Equivariant representations for molecular Hamiltonians and N-center atomic-scale properties

TL;DR

This paper introduces N-centers equivariant descriptors for molecular Hamiltonians, enabling machine learning models to efficiently predict quantum properties involving multi-atom interactions with symmetry considerations.

Contribution

It generalizes atom-centered density features to N-centers, allowing for symmetry-aware learning of multi-atom quantum properties like Hamiltonian matrix elements.

Findings

N-centers features are fully equivariant under translation, rotation, and permutation.

The approach efficiently learns matrix elements of the single-particle Hamiltonian.

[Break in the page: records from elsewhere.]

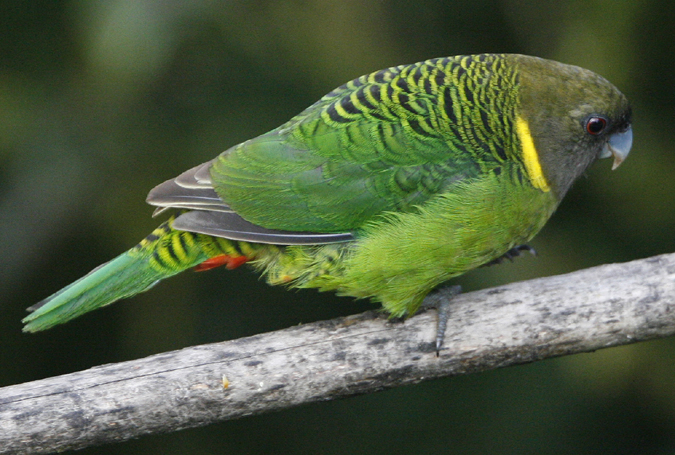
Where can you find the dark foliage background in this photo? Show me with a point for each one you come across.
(100, 101)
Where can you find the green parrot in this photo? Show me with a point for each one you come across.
(385, 188)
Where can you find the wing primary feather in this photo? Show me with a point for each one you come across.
(198, 177)
(231, 226)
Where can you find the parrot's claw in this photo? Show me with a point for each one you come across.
(440, 299)
(512, 253)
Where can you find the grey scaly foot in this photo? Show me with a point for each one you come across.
(440, 299)
(512, 253)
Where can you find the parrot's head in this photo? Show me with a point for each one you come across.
(574, 117)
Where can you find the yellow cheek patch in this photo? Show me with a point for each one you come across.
(530, 156)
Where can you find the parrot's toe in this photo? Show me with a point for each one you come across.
(440, 299)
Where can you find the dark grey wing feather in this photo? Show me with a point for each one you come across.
(190, 190)
(193, 190)
(232, 226)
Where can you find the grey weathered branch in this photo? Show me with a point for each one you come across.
(517, 323)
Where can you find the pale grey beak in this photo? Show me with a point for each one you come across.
(618, 145)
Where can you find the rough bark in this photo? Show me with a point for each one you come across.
(521, 322)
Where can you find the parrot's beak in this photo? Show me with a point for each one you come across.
(618, 145)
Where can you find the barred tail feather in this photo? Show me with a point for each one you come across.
(162, 254)
(122, 277)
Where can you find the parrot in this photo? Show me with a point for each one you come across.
(386, 188)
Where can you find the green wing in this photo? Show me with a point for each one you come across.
(387, 141)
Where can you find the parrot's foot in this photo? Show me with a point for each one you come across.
(440, 299)
(512, 253)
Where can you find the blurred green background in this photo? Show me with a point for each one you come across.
(102, 100)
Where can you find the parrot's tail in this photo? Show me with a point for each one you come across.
(162, 254)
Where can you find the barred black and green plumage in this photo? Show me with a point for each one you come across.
(385, 188)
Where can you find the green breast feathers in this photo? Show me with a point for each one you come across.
(385, 188)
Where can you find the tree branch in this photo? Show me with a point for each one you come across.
(521, 322)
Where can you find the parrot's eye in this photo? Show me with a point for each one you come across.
(595, 125)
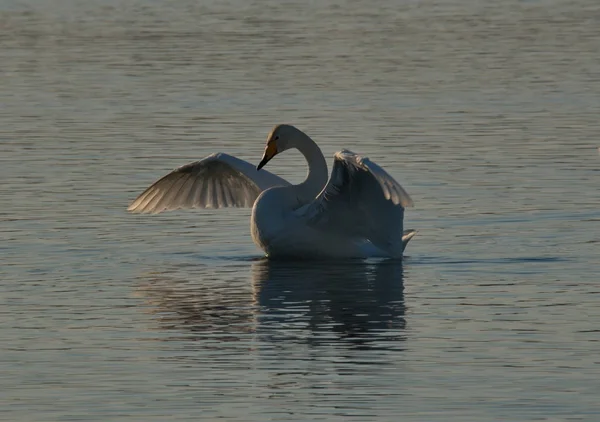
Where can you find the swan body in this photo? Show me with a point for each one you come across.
(357, 212)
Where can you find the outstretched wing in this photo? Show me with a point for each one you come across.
(361, 200)
(220, 180)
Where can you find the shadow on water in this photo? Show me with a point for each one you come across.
(354, 302)
(357, 303)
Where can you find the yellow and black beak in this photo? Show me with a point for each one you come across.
(270, 152)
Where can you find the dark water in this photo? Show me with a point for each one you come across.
(486, 112)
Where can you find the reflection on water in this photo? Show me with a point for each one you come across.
(359, 304)
(352, 301)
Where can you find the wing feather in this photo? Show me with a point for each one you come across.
(361, 200)
(219, 180)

Applicable to a new class of molecular and material properties.

Abstract

Symmetry considerations are at the core of the major frameworks used to provide an effective mathematical representation of atomic configurations that is then used in machine-learning models to predict the properties associated with each structure. In most cases, the models rely on a description of atom-centered environments, and are suitable to learn atomic properties, or global observables that can be decomposed into atomic contributions. Many quantities that are relevant for quantum mechanical calculations, however -- most notably the single-particle Hamiltonian matrix when written in an atomic-orbital basis -- are not associated with a single center, but with two (or more) atoms in the structure. We discuss a family of structural descriptors that generalize the very successful atom-centered density correlation features to the N-centers case, and show in particular how this construction can be applied to efficiently learn the matrix elements of the (effective) single-particle Hamiltonian written in an atom-centered orbital basis. These N-centers features are fully equivariant -- not only in terms of translations and rotations, but also in terms of permutations of the indices associated with the atoms -- and are suitable to construct symmetry-adapted machine-learning models of new classes of properties of molecules and materials.